Our beloved Rochester Cannabis Community,
Let us start by saying – thank you. Truly. We wouldn’t have made it this far without all of our voices combined and we’re grateful for those who have joined in on this fight with us.
As we’re sure you know by now, the MRTA did not pass this legislative session, despite all of our efforts. But this is not a defeat – this is just a delay.
We’ll have many more details for you in the coming days, and at this point we want to share our official statement that was sent out to the press yesterday evening:
The decriminalization bill that is currently being negotiated would not end arrests for marijuana possession. Instead, the bill reduces penalties for public use and burning lines to a violation that can still ultimately lead to arrest. Marijuana was decriminalized by New York in 1977, and yet millions of people have been arrested since then.

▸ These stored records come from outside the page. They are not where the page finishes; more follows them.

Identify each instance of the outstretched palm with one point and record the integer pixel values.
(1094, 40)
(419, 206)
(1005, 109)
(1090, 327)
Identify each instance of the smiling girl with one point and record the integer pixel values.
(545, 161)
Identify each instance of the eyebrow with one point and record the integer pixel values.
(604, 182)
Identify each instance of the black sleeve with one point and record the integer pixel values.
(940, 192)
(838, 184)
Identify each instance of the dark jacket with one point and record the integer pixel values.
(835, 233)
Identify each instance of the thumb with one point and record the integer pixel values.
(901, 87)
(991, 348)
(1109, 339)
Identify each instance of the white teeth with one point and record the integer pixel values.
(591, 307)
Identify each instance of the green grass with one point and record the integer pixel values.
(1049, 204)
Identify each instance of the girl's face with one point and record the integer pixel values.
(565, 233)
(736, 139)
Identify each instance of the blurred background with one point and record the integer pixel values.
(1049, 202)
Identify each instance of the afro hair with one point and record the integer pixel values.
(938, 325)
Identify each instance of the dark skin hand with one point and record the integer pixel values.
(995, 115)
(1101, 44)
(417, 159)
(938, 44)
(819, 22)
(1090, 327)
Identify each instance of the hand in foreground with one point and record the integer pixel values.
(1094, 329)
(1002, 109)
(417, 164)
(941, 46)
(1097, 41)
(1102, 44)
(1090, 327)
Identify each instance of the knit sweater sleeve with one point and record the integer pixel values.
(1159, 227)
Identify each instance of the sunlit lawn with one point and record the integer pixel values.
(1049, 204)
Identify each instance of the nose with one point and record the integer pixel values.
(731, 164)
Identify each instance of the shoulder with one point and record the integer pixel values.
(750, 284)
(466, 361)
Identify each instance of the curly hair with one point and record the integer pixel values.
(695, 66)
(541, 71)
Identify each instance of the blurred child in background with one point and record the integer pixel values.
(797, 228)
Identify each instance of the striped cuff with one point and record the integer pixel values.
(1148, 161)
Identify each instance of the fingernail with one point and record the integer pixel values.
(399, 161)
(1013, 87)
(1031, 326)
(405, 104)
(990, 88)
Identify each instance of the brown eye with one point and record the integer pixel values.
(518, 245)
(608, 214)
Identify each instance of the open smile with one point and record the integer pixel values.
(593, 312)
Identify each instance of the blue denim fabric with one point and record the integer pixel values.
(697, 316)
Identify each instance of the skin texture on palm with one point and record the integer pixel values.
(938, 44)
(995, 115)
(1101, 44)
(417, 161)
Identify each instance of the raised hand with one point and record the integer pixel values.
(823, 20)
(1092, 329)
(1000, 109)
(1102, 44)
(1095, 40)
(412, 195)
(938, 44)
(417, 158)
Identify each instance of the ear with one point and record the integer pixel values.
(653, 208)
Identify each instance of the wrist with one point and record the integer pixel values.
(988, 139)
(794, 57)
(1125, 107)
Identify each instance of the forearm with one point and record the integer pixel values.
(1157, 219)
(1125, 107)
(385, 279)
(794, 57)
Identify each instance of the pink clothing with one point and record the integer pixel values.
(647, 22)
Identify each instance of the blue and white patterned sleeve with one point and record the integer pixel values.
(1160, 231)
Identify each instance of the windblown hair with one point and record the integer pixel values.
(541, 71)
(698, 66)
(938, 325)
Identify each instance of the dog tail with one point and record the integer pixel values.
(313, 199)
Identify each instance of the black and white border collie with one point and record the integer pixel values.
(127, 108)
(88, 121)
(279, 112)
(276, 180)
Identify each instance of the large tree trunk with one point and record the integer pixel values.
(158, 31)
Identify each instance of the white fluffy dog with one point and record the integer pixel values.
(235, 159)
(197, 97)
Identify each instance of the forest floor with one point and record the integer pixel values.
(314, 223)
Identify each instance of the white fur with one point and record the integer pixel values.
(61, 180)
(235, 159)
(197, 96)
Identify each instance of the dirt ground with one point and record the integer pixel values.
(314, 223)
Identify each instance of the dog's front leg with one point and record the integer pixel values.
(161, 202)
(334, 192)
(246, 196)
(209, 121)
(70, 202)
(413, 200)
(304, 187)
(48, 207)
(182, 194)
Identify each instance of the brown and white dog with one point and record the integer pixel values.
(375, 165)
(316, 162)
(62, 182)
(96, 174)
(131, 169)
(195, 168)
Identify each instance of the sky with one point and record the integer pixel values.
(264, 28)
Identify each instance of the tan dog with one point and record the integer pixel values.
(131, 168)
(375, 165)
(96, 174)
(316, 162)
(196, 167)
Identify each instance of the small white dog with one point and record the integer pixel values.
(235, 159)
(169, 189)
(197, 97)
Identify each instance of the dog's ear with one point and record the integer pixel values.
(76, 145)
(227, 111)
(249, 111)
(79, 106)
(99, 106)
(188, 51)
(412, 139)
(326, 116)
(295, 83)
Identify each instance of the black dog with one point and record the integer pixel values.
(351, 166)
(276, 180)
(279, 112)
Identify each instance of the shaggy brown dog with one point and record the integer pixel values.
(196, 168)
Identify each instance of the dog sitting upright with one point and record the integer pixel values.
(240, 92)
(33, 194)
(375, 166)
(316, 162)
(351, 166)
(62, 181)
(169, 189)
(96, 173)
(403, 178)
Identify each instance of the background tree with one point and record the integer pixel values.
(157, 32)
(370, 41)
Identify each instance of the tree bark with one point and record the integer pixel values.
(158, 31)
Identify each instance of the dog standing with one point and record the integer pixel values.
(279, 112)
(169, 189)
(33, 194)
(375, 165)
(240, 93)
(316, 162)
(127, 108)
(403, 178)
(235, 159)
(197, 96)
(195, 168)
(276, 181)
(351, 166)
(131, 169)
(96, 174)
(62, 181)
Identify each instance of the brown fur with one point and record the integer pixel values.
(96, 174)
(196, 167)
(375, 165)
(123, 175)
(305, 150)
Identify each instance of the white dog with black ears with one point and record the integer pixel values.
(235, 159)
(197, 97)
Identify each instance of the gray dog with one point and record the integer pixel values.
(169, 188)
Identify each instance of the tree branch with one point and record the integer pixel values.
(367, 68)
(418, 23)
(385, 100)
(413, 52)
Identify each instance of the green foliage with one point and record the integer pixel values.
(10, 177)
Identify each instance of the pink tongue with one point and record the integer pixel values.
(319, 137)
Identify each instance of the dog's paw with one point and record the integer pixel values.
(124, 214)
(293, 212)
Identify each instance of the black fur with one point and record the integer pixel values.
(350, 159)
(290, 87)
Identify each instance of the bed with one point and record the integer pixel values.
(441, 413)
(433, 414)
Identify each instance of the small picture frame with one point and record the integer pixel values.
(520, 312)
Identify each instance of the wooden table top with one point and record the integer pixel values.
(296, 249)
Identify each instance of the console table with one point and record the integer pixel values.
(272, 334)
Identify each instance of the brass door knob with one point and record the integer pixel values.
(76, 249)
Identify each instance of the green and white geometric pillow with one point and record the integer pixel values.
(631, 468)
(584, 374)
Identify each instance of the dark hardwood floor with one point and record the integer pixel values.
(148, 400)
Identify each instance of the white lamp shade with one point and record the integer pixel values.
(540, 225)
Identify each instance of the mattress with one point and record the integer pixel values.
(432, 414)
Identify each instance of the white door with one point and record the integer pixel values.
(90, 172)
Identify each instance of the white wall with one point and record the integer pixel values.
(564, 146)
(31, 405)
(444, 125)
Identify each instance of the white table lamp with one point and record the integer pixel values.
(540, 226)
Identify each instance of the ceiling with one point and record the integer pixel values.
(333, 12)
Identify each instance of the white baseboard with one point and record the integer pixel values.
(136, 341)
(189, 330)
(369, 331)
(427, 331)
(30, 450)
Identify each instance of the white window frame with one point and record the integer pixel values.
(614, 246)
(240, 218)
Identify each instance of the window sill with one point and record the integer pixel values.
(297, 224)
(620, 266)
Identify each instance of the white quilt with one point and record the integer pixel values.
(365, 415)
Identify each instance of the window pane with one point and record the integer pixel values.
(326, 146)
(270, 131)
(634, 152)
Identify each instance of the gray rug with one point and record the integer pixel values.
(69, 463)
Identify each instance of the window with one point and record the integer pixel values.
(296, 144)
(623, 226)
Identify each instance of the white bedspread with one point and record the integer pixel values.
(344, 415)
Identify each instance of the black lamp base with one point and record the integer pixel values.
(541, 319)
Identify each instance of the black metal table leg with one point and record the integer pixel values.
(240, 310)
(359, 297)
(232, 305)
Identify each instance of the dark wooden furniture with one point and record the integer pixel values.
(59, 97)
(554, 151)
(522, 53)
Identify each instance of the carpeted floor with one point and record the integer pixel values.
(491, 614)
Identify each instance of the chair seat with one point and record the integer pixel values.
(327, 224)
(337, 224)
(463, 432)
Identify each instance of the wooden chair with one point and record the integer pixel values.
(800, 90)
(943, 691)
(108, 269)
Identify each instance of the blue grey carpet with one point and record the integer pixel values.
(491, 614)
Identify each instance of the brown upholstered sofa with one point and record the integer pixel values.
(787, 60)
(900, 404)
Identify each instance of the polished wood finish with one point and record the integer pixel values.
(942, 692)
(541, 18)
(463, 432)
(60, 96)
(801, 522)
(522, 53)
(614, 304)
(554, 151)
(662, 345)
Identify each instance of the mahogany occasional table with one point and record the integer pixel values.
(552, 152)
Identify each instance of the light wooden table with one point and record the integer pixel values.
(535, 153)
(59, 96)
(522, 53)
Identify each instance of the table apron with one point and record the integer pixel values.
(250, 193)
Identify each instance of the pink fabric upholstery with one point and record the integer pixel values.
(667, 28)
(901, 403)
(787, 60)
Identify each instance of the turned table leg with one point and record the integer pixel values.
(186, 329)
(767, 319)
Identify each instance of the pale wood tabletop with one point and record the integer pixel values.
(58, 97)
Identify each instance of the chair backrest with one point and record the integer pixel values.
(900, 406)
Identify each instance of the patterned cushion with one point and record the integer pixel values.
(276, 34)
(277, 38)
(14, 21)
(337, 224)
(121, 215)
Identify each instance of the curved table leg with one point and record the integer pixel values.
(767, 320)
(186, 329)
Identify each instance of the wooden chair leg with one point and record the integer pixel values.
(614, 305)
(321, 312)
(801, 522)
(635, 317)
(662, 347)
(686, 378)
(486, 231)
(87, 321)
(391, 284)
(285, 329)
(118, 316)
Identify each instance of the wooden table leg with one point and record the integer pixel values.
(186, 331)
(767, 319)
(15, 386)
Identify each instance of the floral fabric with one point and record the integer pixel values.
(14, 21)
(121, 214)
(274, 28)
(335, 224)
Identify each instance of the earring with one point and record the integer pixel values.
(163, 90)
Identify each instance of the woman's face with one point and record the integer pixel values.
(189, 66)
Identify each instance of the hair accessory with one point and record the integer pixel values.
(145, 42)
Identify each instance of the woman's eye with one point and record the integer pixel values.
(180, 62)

Even after various county District Attorneys, including Manhattan DA Cyrus Vance, Jr. and Albany County DA David Soares ended prosecutions for marijuana possession, law enforcement officers in their jurisdiction continued to make arrests. More than 900,000 New Yorkers’ have been arrested for marijuana possession since 2000, and over 80% of arrested individuals have been Black or Latinx. There is nothing in the proposed decriminalization bill that suggests this practice will end.
While the bill would expunge records, it does so in a way that places the livelihood of immigrants at risk and imposes burdensome restrictions on affected individuals. Moreover, the proposed bill does not address existing obstacles to child welfare, housing, employment, professional licensing, higher education, and benefits for individuals who have been previously arrested for possession.
North Dakota decriminalized marijuana last month. That piece isn’t controversial. Actually addressing the legacy of harm from prohibition and targeted enforcement, and providing a pathway forward to a more equitable future, is what requires meaningful and decisive leadership. Our legislators and Governor Cuomo have failed in that regard, and have sent a message to New Yorkers that racial and economic justice is not a priority for them.
Comprehensive reform would have been an enormous economic driver for struggling communities across the state. But in a moment when they had a clear avenue for building up marginalized communities, they chose not to act. Instead, Governor Cuomo and legislators have attempted to sell us on half-measures that will jeopardize countless lives and futures, and perpetuate continued racial injustices. They must be held accountable, and cannot use a so-called decriminalization bill as political cover for their inaction.”
While this isn’t where we were hoping we’d be today, we are hopeful the work done this session will not be wasted. We are going to keep organizing and fighting until we get New Yorkers what we want and deserve.